In August 2023, the Association of Reproductive and Clinical Scientists (ARCS) and the British Fertility Society (BFS) published ‘The use of ICSI in ART: Evidence for practice’ which includes guidelines on the best practice use of artificial egg activation.
Prohibited processes
If a process does not appear on the list above, it may have been considered by the SCAAC but determined to be inappropriate for use in clinical practice. This may be because the evidence indicating that the process renders the tissues or cells clinically ineffective or harmful to the recipient.
The table below shows which processes are prohibited for use in clinical practice.
| Licensed activity | Prohibited processes |
|---|---|
| Use of gametes | Use of immature sperm (e.g. spermatids) |
Suspended processes
Should evidence come to the attention of the SCAAC which indicates that an authorised process may render tissues or cells clinically ineffective or harmful to the recipient, the process will be suspended and taken to the SCAAC for further consideration.
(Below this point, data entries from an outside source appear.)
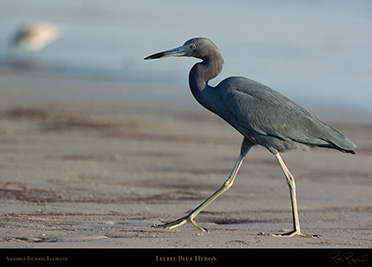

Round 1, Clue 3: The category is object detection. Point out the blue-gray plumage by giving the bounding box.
[145,38,356,237]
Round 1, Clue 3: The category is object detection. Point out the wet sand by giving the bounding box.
[0,70,372,248]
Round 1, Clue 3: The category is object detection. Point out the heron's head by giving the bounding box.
[145,37,220,60]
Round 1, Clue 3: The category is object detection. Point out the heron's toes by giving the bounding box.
[258,230,320,238]
[151,216,208,232]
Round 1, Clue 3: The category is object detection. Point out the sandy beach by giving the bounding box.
[0,69,372,248]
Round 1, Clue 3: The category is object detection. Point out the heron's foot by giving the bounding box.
[152,215,208,232]
[258,230,320,238]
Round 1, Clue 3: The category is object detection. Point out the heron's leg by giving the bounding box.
[271,152,319,237]
[153,138,253,232]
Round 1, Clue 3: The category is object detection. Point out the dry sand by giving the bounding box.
[0,70,372,248]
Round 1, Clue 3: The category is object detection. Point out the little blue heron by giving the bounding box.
[145,38,356,237]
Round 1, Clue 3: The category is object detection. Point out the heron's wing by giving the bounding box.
[219,77,355,154]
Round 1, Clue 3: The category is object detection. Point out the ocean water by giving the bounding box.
[0,0,372,112]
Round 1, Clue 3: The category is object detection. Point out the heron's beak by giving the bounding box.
[144,45,190,60]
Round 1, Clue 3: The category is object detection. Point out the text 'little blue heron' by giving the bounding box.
[145,38,356,237]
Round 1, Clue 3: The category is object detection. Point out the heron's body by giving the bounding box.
[194,77,354,153]
[145,38,356,236]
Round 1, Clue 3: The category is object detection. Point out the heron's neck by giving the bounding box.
[189,53,223,93]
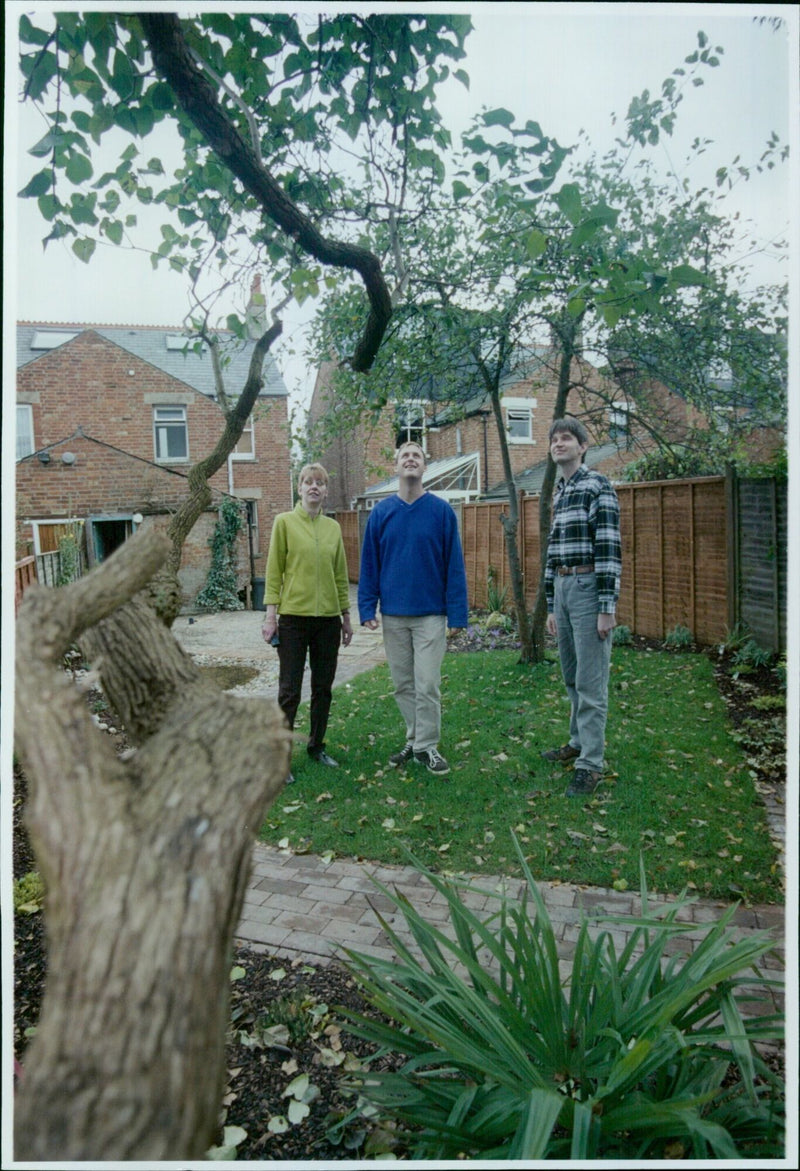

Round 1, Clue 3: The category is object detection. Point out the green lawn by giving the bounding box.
[261,646,782,902]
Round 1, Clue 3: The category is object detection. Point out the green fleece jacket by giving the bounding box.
[265,504,350,618]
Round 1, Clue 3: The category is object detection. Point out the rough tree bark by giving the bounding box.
[14,530,290,1163]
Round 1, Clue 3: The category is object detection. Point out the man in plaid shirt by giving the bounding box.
[542,418,622,797]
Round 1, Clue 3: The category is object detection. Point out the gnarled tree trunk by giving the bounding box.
[14,530,290,1163]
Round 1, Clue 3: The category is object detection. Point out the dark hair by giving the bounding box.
[547,415,589,444]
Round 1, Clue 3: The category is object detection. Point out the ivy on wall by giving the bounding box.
[196,497,245,610]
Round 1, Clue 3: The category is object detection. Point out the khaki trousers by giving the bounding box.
[381,614,447,752]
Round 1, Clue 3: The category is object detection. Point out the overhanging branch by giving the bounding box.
[139,12,391,374]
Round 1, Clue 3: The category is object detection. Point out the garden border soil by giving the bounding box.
[13,626,785,1163]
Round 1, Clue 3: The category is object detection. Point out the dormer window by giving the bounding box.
[152,406,189,464]
[502,398,536,444]
[30,329,77,350]
[395,402,428,452]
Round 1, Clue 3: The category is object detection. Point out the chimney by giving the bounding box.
[245,273,267,342]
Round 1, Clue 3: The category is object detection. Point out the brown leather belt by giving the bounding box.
[555,566,595,577]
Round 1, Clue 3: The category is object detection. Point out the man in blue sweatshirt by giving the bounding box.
[358,443,467,776]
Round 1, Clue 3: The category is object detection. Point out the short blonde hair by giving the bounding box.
[395,439,428,467]
[298,464,328,487]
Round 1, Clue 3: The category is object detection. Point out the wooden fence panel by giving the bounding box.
[686,477,731,646]
[730,479,788,651]
[337,477,788,650]
[334,512,361,582]
[14,554,36,614]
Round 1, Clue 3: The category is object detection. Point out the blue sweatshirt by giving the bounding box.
[358,492,467,628]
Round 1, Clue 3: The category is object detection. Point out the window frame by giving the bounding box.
[152,403,189,464]
[395,398,428,456]
[501,398,536,445]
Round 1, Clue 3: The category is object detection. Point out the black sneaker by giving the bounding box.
[566,768,603,797]
[389,742,413,768]
[308,752,339,768]
[413,748,450,776]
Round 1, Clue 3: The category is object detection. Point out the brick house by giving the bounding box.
[308,345,655,509]
[16,322,293,605]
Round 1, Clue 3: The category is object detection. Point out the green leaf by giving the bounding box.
[525,227,547,260]
[483,107,514,130]
[73,237,95,265]
[508,1089,567,1159]
[670,265,709,285]
[110,49,136,98]
[64,151,94,186]
[18,167,53,197]
[28,126,62,158]
[104,220,123,244]
[553,183,581,224]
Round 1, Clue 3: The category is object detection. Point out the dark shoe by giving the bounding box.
[413,748,450,776]
[542,744,581,761]
[308,752,339,768]
[389,744,413,768]
[566,768,603,797]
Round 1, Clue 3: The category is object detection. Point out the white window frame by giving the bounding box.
[231,415,255,463]
[606,403,630,439]
[16,403,36,459]
[501,398,536,444]
[396,398,428,454]
[152,403,189,464]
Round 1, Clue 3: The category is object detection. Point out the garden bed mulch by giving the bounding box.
[13,626,785,1163]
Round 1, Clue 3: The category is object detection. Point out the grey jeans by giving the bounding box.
[381,614,447,752]
[553,574,613,773]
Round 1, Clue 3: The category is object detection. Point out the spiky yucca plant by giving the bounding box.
[342,843,784,1159]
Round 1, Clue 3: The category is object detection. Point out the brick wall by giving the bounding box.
[16,330,292,595]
If a process is suspended it will be indicated on the authorised process list as follows:
Key
| Name of licensed activity | Suspended process |
For further information regarding suspended processes please contact your Clinic Inspector.
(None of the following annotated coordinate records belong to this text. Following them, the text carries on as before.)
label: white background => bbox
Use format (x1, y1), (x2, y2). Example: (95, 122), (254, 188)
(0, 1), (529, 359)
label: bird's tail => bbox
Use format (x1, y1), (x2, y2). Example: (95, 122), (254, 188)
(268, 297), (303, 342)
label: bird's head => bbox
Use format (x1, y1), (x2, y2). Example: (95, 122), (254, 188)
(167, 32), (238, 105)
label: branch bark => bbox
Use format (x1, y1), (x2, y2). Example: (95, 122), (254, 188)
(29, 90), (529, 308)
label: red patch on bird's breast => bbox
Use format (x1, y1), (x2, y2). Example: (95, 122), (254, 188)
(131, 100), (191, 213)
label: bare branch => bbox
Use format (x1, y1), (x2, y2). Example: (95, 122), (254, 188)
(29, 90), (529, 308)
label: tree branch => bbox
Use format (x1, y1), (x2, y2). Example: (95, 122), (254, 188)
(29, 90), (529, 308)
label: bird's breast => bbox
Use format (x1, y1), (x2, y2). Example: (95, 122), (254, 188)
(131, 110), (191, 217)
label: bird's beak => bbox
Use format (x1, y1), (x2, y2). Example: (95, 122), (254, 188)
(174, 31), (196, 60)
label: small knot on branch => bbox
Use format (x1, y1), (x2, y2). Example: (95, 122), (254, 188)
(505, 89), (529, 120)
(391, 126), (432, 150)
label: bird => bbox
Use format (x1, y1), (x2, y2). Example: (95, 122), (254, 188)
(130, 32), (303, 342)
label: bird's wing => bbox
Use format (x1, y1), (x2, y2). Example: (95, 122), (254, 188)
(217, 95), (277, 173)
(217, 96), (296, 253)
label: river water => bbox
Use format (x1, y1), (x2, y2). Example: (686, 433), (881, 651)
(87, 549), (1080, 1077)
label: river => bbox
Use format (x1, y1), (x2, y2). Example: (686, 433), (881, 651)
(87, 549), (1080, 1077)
Applying to use a new process
If you wish to use a process, which does not appear either on the authorised or the prohibited processes lists, you will need to apply to the HFEA to seek permission to use it in clinical practice.
The application will be discussed by the SCAAC, who will consider evidence as to whether the process renders the tissues or cells clinically ineffective or harmful to the recipient and decide whether or not to add the process to the authorised processes list. If the process is approved, any clinic or laboratory may use the process, provided they are licensed to carry out the associated licensable activity and fulfil any additional requirements as specified by the SCAAC.
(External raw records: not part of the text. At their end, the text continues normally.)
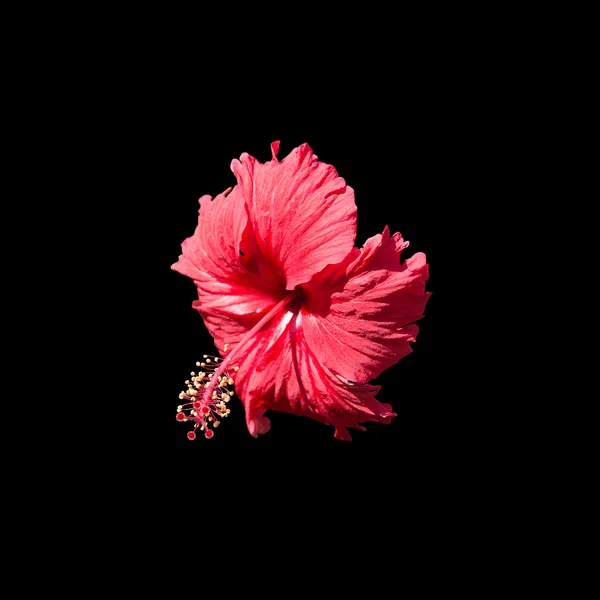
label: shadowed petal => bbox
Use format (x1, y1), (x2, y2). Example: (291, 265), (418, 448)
(231, 310), (395, 440)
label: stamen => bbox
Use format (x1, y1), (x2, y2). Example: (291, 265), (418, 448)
(176, 294), (295, 440)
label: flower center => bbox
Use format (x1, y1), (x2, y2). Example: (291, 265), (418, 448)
(176, 293), (298, 440)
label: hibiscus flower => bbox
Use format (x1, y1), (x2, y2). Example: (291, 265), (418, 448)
(172, 142), (429, 440)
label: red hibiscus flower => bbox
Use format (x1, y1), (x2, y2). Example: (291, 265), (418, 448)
(172, 142), (429, 440)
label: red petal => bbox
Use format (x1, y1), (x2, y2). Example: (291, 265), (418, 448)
(172, 189), (285, 349)
(231, 143), (356, 290)
(303, 227), (430, 383)
(236, 311), (395, 440)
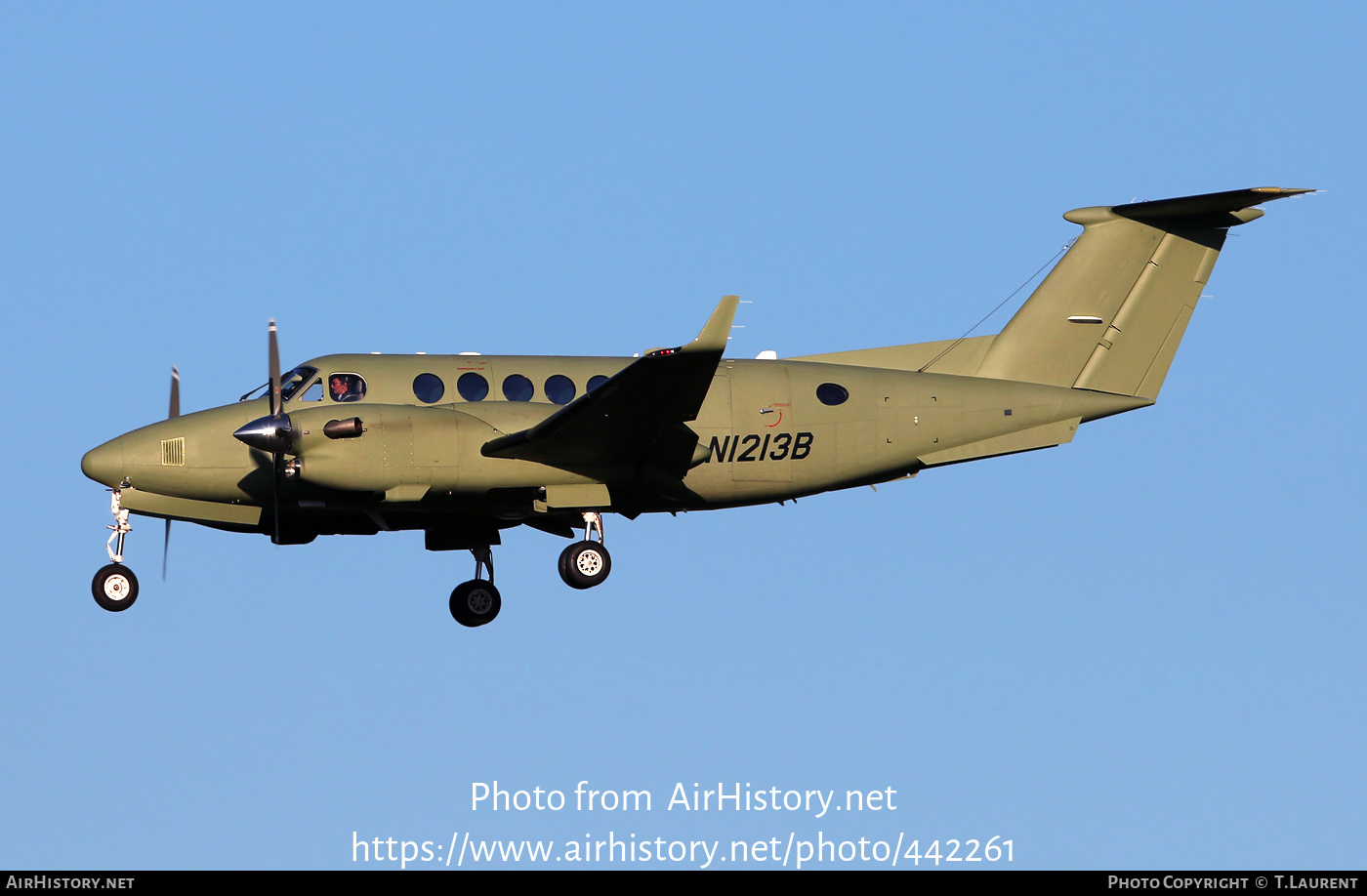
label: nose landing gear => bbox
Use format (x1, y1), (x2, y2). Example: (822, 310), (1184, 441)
(559, 510), (612, 589)
(451, 547), (503, 629)
(90, 489), (138, 613)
Should you wish to submit an application for a process which does not currently exist on the authorised processes list, please contact your Clinic Inspector.
To note: Authorised processes which have been recently approved by the SCAAC are subject to an enhanced reporting period. Any process subject to enhanced reporting will appear on the AP list but will be depicted as below:
Key
| Name of licensed activity | Fully authorised process |
Process subject to enhanced reporting  Authorised processes which have been recently approved by the SCAAC are subject to an enhanced reporting period. These will be indicated using this pop-up window. |
Rejected applications
Applications to authorise a new process may have been rejected at application due to insufficient evidence for the process to be authorised, for example, where there is not currently enough evidence to conclude that the process does not render the tissues or cells clinically ineffective or harmful to the recipient.